Addidit politicam Medicinæ, ut bis Medicus esset ;
Sanaverat Reginam Matrem si Medico credidisset,
Erupit sæpe in has voces, Cur tibi Vauteri non credidi ?

Timuere hunc Reginæ Medicum qui Reginam timebant :
Inclusus est carcere Regio, non quia nocuerat,
Sed ne noceret,
Et reus sine crimine,
Luit pœnas culpæ futuræ, et nondum suæ ;

In eo secessu meditatus novam artem medicinæ ;
Et stellas et gemmas, et pene omnem naturam Medicam fecit,
Et debuit esse naturæ Medicus ut esset Regius.

Postulatus extra Galliam a Regina matre,
Exivit ut iret, atque ideo non ivit quia exiverat ;
Mysterium fuit carcer, et libertas ænigma.

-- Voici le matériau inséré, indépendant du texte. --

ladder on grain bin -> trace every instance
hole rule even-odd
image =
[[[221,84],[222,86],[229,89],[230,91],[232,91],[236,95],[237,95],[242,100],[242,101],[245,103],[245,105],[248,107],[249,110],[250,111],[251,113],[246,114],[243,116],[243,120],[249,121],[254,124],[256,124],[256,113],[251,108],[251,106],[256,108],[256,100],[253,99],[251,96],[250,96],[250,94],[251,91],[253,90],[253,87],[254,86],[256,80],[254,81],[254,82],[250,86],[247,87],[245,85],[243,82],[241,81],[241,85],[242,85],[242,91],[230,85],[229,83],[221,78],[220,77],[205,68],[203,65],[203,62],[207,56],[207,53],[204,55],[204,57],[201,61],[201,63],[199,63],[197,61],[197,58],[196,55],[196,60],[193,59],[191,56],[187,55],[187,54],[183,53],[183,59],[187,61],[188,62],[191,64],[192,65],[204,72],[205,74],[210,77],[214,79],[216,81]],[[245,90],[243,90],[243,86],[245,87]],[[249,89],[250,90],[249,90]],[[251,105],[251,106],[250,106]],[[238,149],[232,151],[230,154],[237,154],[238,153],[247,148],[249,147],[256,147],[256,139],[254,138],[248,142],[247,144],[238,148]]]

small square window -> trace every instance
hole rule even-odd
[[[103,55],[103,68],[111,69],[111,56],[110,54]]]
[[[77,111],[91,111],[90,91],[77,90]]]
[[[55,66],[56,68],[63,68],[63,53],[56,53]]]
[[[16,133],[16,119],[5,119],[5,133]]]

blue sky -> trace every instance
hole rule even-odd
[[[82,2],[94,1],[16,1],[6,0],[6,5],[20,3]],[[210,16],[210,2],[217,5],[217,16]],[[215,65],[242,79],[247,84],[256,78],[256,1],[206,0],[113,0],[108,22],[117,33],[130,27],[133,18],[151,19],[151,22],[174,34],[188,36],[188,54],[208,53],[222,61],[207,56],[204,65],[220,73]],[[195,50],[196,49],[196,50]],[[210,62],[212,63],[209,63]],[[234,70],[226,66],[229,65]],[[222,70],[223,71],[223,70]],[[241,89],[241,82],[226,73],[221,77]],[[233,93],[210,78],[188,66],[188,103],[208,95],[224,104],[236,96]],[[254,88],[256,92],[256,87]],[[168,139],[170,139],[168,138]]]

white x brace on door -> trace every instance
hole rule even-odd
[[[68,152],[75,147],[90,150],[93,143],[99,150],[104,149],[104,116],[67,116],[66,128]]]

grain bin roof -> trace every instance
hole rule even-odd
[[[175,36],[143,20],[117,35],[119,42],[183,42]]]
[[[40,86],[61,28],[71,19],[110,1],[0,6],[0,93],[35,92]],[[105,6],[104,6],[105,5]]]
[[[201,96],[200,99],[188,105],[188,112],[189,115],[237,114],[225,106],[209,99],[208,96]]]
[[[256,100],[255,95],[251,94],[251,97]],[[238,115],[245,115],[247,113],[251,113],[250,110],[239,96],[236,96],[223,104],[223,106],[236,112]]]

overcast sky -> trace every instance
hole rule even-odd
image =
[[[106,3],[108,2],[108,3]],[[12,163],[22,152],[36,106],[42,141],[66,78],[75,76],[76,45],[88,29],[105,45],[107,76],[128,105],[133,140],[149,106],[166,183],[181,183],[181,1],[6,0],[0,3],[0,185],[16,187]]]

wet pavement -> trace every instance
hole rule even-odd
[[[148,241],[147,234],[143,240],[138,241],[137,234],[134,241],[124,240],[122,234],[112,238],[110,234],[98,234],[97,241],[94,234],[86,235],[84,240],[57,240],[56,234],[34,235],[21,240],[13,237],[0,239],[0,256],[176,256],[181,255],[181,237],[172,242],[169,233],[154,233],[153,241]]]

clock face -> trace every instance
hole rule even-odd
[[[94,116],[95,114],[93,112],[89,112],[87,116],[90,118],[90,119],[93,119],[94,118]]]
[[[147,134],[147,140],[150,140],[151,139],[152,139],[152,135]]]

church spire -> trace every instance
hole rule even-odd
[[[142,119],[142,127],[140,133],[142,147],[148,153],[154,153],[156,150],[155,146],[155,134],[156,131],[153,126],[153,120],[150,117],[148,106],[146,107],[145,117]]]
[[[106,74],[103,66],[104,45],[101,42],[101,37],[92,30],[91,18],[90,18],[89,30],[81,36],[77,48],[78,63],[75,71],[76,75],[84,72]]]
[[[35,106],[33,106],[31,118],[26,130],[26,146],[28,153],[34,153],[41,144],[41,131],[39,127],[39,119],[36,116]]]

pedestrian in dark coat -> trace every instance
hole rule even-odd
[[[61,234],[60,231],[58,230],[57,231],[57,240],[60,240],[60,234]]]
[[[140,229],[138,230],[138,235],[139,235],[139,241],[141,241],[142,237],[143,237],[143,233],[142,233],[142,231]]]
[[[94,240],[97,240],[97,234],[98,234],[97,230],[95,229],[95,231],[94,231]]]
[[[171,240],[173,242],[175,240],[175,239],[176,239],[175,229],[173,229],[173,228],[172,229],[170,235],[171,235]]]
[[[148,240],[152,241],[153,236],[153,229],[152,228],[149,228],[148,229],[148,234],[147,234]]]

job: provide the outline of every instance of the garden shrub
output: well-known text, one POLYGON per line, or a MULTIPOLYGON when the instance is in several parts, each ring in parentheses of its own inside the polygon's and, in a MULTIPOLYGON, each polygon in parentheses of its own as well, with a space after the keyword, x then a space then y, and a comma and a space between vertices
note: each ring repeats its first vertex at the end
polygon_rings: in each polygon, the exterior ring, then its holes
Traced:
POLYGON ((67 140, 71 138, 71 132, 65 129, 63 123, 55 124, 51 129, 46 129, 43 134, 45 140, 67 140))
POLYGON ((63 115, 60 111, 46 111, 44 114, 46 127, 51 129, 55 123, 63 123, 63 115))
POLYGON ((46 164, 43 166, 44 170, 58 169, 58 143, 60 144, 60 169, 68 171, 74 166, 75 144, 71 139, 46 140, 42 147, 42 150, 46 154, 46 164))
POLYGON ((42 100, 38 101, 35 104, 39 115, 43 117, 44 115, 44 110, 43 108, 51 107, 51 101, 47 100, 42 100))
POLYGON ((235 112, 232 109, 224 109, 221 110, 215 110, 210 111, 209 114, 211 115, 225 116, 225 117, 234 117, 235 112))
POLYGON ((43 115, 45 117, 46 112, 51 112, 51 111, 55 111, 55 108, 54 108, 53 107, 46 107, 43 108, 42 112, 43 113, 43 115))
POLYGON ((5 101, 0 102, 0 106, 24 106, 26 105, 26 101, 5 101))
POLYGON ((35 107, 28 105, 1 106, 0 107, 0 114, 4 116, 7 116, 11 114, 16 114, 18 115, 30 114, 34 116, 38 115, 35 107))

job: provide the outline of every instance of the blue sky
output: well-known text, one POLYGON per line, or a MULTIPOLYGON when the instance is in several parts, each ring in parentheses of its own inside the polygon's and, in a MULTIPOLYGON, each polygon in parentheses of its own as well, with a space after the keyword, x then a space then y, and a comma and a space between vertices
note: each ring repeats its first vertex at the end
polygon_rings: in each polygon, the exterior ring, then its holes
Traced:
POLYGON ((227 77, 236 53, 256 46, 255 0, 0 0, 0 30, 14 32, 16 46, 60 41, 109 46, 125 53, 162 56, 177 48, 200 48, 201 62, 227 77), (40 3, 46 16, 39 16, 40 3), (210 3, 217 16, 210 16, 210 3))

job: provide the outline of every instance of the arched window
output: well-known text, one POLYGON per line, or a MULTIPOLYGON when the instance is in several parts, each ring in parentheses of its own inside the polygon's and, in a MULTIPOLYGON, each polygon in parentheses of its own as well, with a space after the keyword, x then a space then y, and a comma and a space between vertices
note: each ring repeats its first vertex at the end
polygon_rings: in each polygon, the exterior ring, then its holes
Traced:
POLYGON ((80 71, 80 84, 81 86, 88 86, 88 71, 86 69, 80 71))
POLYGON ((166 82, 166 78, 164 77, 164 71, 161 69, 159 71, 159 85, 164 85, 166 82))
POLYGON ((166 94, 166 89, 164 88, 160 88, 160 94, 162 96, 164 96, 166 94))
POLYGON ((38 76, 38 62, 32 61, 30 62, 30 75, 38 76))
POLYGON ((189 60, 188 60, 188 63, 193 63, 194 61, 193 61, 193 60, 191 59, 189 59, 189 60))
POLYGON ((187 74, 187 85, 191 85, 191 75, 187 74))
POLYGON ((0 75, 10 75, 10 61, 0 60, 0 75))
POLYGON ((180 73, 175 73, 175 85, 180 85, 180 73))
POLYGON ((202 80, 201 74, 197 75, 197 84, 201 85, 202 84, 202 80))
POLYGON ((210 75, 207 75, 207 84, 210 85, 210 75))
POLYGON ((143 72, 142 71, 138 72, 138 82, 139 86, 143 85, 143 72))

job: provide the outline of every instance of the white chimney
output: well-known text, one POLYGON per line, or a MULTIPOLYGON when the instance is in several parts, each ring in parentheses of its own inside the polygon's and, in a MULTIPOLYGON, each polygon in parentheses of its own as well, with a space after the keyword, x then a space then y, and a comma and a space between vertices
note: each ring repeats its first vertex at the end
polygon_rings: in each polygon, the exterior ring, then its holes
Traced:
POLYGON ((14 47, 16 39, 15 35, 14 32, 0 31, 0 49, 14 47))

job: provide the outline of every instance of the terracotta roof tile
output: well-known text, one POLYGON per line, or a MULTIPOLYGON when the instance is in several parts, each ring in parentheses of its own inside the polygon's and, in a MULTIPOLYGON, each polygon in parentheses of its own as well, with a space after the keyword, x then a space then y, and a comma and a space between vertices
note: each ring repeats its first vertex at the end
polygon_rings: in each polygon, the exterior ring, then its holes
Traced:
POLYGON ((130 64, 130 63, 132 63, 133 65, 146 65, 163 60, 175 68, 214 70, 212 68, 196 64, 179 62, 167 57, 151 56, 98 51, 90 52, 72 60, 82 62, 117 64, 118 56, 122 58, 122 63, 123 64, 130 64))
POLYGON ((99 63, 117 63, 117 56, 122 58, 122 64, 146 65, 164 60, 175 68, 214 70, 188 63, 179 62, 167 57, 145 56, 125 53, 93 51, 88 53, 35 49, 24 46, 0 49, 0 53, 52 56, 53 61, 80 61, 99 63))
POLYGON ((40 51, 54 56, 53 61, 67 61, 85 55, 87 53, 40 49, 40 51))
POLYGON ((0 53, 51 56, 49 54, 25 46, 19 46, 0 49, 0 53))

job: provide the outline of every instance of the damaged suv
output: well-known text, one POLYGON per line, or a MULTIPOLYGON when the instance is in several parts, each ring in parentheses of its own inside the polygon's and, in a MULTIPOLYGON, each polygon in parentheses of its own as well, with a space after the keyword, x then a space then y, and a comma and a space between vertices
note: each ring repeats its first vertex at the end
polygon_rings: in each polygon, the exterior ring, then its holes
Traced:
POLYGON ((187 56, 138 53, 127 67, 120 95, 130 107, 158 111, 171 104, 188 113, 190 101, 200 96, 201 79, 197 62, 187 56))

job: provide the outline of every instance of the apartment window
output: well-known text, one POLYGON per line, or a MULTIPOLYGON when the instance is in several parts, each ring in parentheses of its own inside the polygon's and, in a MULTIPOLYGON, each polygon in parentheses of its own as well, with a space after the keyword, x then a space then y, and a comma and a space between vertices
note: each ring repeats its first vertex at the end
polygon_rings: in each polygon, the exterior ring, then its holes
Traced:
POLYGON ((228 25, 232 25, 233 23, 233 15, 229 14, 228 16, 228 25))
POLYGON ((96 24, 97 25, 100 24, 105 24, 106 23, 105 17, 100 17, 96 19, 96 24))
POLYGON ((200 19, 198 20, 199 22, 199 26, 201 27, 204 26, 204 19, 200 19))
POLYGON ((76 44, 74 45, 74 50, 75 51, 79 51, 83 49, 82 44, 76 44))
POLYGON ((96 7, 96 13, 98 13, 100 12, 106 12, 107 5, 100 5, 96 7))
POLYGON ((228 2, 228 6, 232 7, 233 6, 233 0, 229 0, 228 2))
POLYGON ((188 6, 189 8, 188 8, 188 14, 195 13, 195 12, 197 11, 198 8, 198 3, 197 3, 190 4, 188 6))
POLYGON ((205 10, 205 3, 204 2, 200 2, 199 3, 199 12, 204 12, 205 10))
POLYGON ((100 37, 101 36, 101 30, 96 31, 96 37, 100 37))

Expetitus a Ludovico Iusto moribundo,
Sanaverat morbum, si curare cœpisset :

Electus in Medicum primarium qui primus iam erat ;
Brevi ostendit in filio quid in Patre fecisset ;
Servavit utrique vitam privatam, et publicam,
Facturus immortales si arti natura respondisset :

Irita mors homini immortalitem cogitanti,
Dum Regem balneo admovet nec reformidat solem,
Perculit obvium caput tot telis quot radiis,
Et ne ardor sanabilis esset, venenum febri admiscuit :

Sensit insidias vir sagax et curare neglexit ;
Arbitratus ardorem pretiosum quem pro Rege conciperet ;
Passus est Solem etiam lædentem ne Regem desereret :

Nec impune mors vicit, nec sine certamine,
Superaverat illam nisi intra Mesenterium latuisset :

Ne imparatus æternum iter susciperet,
Sacramentis Christianis, et divino Viatico auctus,
Decem dierum itinere ad æternitatem pervenit :

Abi viator.

Et disce nullum Aphorismum veriorem esse :
Morimur tempori, et nascimur æternitati
.

[Éloge funèbre de M. François Vautier, premier médecin du roi.
Arrête-toi voyageur là où s’est arrêté un illustre médecin.

Courroucée, la mort qui arrache à elle des proies illustres, a terrassé un homme d’un mal inconnu que la médecine ne savait guérir. {a} Il fut le premier des médecins avant d’être premier médecin ; {b} il a exercé l’ancienne médecine à la cour et y a ajouté la nouvelle ; avec lui, on a cru voir revenir Hippocrate et Galien ; il a été leur disciple, il a été leur maître, il a trouvé ce que la Grèce n’a pas connu et ce que Rome a ignoré. Il a ajouté la politique à la médecine, de sorte qu’il fut deux fois médecin. Il aurait guéri la reine mère {c} si elle avait eu confiance dans le médecin ; souvent elle s’écria. : « Pourquoi, Vautier, n’ai-je pas cru en vous ? »

Ceux qui avaient craint la reine ont craint ce médecin de la reine. On l’a embastillé : non parce qu’il avait causé du tort, mais pour n’en pas causer ; et accusé sans crime, il a subi le châtiment d’une faute future, mais qui n’était pas encore sienne. Dans cette réclusion, il a médité sur le nouvel art de médecine ; il a engendré et des étoiles et des gemmes, et presque toute la nature médicale ; et il a dû être le médecin de la nature pour devenir celui du roi.

La reine mère l’ayant appelé hors de France, il se serait exilé pour y aller, mais n’y est pas allé parce qu’on l’avait exilé ; sa prison fut un mystère et sa liberté une énigme. {d}

Appelé au chevet au chevet de Louis le Juste {e} moribond, il eût guéri son mal s’il avait entrepris de le soigner.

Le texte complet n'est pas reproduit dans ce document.